Original text and translations by Walter Scott, Dante Gabriel Rossetti, William Whewell, and Alfred Ayres.

Tropes:

  • An Aesop: Delivered by the dancing ghosts in the end: Don't quarrel with God! He's vindictive; you might end up dead.
    "Forbear! forbear! nor e'er contend,
    Though God's decrees thy heart do rend!
    Now soul and body sever
    Be mercy thine forever!"
  • Be Careful What You Wish For: Lenore says her life is not worth living without Wilhelm ... so God lets Wilhelm return to take her with him—to the grave.
  • Foreign Remake: The basic plot of "Lenore" is found in many ghost stories from over the world, but Bürger seems to have taken at least some of his inspiration from the English "Sweet William's Ghost" (Child #77). The translations by William Taylor and Walter Scott in turn move the setting to England during the Crusades.
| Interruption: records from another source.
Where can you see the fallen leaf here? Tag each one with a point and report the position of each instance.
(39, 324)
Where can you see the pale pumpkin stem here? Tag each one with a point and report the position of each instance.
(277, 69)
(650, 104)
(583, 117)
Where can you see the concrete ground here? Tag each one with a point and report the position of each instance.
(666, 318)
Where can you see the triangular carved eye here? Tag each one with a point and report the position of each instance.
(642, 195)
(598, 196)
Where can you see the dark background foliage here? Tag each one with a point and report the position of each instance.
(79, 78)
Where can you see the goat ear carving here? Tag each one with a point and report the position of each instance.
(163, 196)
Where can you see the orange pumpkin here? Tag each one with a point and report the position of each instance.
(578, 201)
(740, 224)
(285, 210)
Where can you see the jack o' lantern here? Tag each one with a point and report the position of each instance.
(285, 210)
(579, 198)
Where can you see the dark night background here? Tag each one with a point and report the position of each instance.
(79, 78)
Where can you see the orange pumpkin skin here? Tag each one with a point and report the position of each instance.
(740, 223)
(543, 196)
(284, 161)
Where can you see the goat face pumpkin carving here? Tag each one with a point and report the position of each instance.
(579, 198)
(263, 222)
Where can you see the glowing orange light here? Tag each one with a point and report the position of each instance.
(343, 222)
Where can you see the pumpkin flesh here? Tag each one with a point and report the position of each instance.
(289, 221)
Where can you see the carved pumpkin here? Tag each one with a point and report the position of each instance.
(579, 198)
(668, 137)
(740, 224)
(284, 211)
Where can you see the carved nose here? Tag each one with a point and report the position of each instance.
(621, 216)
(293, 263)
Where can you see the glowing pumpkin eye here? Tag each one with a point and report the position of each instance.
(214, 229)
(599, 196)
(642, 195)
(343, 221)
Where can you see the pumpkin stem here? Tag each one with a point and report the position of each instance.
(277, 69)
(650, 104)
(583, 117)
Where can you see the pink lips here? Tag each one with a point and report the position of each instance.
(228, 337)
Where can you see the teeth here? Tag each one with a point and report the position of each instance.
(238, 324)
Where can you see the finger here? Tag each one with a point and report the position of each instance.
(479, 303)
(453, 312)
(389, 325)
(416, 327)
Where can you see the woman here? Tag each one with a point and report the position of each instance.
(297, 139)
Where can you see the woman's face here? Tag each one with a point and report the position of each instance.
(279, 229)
  • The Grim Reaper: Upon reaching his destination, Wilhelm transforms into a skeleton holding an hourglass and a scythe—or maybe it was Death himself posing as Wilhelm the whole time.
  • The Lost Lenore: Wilhelm is Lenore's Lost Lenore (ironically).
  • Rage Against the Heavens: Mad with grief, Lenore sacrilegiously accuses God (which has dire consequences).
  • Religious Horror: Wilhelm's return as an undead who drags Lenore to death is God's punishment for her blasphemy.
  • Together in Death: Wilhelm and Lenore by the end.